Fix bulk indexing problems with Elasticsearch 1.0

mozilla / elasticutils

[deprecated] A friendly chainable ElasticSearch interface for python

http://elasticutils.rtfd.org

BSD 3-Clause "New" or "Revised" License

243 stars 76 forks source link

Fix bulk indexing problems with Elasticsearch 1.0 #242

Closed willkg closed 10 years ago

willkg commented 10 years ago

In order for ElasticUtils to work for both Elasticsearch 0.90 and Elasticsearch 1.0 using elasticsearch-py 0.4.5, we need to do some monkey-patching of elasticsearch-py.

In this case, calling Elasticsearch.client.bulk() returns an 'ok' field with ES 0.90 and a 'status' field with ES 1.0. This patch sets the 'ok' field based on the 'status' field so that the bulk indexing infrastructure in elasticsearch-py 0.4.5 is testing the right thing and not raising BulkIndexingErrors.

Fixes #241

willkg commented 10 years ago

This is kind of gross, but I don't see another way to do this.

Incidentally, this path might be fraught with danger since there are many API differences between ES 0.90 and 1.0, but I want to get as far as we can because if we can get most of the way, that's probably good enough for an EU 0.10 to ease the migration path for all the things.

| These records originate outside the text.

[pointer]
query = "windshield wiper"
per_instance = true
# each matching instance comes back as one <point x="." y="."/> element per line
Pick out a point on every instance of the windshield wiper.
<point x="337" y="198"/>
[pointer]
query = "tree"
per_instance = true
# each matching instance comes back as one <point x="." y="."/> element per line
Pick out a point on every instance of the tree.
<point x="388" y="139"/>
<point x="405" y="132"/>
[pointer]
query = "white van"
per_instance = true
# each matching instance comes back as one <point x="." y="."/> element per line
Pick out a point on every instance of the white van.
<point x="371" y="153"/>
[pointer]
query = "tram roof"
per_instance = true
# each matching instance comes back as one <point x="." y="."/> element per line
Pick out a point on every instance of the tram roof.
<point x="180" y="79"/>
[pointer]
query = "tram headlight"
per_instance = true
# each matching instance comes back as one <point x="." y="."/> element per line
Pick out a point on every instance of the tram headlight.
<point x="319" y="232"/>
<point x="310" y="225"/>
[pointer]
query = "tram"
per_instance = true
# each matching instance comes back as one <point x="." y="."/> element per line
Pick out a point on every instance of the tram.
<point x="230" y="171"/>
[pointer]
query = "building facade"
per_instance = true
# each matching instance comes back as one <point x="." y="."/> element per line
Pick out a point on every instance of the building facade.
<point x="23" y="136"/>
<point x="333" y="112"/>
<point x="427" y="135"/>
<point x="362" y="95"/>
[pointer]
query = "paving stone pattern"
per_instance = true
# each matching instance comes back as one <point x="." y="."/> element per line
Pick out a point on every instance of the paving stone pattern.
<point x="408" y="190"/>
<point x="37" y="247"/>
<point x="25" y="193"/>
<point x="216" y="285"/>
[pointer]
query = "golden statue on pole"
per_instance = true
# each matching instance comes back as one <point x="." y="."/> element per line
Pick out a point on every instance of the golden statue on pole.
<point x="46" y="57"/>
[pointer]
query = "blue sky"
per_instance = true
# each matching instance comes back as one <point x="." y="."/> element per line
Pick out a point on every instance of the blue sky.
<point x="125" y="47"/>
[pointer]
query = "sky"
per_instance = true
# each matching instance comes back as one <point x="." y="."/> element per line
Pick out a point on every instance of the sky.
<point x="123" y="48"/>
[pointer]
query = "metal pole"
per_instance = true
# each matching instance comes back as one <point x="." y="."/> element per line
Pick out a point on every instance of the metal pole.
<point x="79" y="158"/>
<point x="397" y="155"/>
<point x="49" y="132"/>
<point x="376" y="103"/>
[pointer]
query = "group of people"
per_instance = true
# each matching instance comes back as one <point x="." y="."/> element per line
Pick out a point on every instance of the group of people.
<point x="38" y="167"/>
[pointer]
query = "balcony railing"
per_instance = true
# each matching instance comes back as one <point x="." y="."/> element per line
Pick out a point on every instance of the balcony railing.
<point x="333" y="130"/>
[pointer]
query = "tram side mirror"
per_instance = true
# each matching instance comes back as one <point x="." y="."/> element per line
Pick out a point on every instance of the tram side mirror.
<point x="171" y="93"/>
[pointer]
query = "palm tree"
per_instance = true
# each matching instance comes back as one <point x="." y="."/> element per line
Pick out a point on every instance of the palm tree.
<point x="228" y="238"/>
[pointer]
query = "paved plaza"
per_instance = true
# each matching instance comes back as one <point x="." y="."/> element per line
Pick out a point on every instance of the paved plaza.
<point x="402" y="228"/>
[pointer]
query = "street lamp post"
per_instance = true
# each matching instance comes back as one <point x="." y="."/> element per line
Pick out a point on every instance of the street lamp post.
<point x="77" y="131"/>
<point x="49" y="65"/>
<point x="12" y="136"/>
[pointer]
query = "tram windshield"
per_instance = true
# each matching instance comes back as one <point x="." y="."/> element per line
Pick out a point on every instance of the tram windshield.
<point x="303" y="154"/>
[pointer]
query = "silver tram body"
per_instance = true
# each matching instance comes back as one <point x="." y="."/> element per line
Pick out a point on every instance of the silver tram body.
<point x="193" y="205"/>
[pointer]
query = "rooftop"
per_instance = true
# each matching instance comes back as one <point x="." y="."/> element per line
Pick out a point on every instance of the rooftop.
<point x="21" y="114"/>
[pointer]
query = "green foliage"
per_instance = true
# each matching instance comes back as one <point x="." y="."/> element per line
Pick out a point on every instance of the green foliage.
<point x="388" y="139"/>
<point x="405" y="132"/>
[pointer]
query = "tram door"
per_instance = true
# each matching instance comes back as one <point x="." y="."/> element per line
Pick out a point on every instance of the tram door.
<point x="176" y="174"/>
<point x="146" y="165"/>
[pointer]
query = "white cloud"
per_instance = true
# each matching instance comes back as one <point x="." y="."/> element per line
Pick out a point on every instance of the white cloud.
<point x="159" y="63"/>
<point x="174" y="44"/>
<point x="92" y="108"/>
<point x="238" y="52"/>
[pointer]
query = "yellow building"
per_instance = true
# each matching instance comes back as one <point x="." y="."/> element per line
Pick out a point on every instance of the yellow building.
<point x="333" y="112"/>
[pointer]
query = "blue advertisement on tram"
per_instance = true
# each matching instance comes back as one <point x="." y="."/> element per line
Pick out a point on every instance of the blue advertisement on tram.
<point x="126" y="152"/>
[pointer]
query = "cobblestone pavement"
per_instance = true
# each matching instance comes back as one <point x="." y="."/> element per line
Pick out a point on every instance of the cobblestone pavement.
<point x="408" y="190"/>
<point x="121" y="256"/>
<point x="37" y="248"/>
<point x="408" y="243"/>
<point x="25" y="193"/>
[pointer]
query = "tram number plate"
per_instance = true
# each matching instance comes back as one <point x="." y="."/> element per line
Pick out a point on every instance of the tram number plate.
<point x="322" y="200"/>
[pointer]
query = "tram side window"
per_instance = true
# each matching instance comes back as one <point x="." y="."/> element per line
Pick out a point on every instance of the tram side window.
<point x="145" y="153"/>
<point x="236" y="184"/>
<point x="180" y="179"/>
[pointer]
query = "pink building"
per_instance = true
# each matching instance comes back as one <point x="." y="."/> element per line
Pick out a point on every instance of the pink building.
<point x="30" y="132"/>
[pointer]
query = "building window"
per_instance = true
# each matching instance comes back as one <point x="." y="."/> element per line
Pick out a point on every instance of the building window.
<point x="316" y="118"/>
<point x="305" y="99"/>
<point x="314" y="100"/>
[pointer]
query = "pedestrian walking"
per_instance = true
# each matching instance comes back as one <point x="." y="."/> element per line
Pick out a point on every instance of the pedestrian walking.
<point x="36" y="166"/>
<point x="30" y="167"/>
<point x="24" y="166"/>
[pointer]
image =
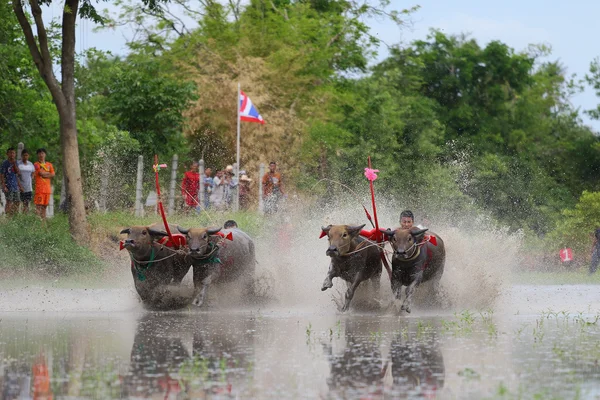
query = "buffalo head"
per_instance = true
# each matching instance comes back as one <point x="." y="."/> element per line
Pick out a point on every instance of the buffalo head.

willkg commented 10 years ago

Travis is currently testing changes with both Elasticsearch 0.90 and Elasticsearch 1.0. So if it's happy, we're good on that front.

Mostly, I need a code review here. Is the code crazy-pants? Is there a nicer way to do it?

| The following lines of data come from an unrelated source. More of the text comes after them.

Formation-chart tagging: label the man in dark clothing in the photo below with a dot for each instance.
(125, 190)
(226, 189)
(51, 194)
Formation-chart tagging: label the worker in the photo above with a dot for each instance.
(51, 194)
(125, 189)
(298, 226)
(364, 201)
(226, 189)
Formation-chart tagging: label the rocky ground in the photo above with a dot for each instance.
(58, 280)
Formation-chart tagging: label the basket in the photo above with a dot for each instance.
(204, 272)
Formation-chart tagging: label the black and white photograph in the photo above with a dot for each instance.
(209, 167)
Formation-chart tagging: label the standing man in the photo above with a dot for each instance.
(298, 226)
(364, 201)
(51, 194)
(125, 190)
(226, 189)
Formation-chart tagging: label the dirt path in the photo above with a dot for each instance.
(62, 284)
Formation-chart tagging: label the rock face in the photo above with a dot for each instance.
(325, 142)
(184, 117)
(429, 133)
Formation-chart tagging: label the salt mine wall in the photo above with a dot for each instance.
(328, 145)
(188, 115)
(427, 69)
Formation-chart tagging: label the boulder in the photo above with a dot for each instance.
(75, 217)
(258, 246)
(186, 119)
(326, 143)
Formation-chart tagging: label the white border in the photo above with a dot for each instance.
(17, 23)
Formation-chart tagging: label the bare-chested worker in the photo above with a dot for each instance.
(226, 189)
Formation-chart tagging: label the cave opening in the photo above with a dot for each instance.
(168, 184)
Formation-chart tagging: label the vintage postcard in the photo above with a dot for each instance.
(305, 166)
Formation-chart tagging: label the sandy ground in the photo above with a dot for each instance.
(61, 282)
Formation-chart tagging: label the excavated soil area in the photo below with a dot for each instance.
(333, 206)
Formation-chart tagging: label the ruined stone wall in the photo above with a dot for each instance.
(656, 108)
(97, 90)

Wilfred commented 10 years ago

This looks completely reasonable to me.

Long term, it would probably make sense to move to support elasticsearch-py 1.0. Perhaps EU could throw an exception if the user had elasticsearch-py 0.4.X installed for talking to a 1.0 elasticsearch machine, and vice versa?

willkg commented 10 years ago

elasticsearch-py 1.0+ doesn't support Elasticsearch 0.90. So, yes--we definitely want to switch but can't for this version without doing more hackery.

Plus there's no way to know what Elasticsearch EU is talking to without talking to it and I don't think we want to be asking Elasticsearch that all the time. Plus I'm not sure if people run in environments that have multiple Elasticsearch clusters of different versions (I really hope not).